On the cooperation, and Maritimes blitz theme, I was simultaneously in Nova Scotia for the Halifax Security Forum. The brainchild of Canada’s Defence Minister, Peter MacKay, it featured debate on a range of brain-wrenching issues – a nuclear Iran, the “Arab Spring”, the crisis of the Eurozone, the US “strategic pivot” to Asia, the role and future of NATO – and a global cast: US Senators McCain and Udall, Ehud Barak of Israel, US Defence Secretary Leon Panetta, British Minister for International Security Strategy Gerald Howarth – plus the Canadian defence establishment, from the Minister and his Deputy to many senior commanders and public servants.

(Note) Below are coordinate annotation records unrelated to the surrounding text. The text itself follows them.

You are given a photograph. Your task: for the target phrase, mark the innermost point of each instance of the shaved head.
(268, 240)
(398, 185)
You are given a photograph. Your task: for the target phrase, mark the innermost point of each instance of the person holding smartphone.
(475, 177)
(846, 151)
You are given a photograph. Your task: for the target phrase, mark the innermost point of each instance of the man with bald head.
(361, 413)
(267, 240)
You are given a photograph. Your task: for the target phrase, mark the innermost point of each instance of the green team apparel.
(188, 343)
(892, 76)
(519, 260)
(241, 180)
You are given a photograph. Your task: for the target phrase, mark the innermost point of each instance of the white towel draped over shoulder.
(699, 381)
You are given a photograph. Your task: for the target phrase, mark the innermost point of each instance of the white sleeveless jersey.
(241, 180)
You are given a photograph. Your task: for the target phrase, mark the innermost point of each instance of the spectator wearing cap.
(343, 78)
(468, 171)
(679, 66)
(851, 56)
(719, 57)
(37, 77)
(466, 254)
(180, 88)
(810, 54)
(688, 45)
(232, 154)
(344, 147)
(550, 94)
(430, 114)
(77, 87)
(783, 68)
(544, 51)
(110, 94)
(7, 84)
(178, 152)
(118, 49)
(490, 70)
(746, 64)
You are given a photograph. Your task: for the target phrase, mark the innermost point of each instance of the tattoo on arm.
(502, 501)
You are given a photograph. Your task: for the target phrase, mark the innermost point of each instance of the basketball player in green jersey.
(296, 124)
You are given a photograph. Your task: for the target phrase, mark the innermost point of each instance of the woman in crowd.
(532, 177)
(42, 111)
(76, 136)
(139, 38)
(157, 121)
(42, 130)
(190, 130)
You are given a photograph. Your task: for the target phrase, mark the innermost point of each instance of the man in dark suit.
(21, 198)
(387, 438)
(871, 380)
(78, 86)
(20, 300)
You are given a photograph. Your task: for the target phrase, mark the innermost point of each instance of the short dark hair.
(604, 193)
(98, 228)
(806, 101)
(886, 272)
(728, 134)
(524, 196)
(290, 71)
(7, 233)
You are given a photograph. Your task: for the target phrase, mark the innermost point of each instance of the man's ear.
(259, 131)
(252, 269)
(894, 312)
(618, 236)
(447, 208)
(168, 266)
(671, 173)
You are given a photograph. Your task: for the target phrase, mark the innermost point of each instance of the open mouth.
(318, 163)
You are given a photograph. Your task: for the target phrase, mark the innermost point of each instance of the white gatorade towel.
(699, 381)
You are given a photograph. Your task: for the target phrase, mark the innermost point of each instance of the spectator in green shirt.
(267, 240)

There was also a lively mix of academics, journalists, commentators and the odd diplomat (not, as my critics insist, very odd).

This made a sparky mix. We solved nothing – why take the challenge out of the future? – but floated a lot of ideas and perceptions, and took the numbers of a lot of people worth talking to twice.

And with my Minister, I visited the Irving Halifax Shipyards. The rejoicing here following the award of the contract for future warships was universal. It was fascinating to walk the ground, see them cutting steel on the Hero Class of small offshore patrol vessels – the Private Robertson VC was on the stocks, painted in Coast Guard livery and almost ready for launch – and then visualise the quantum leap from these to future frigates. The security in employment for a generation, and the leap in technology, are both huge. We’re doing something similar for the Royal Navy in the UK, and it’s hard not to ponder possible synergies. We’ll see, but the prospect of the RN and the Royal Canadian Navy remaining combat-ready allies for the next generation and beyond is comforting.

I’ll return to this in the future, but will ponder the war of 1812 next!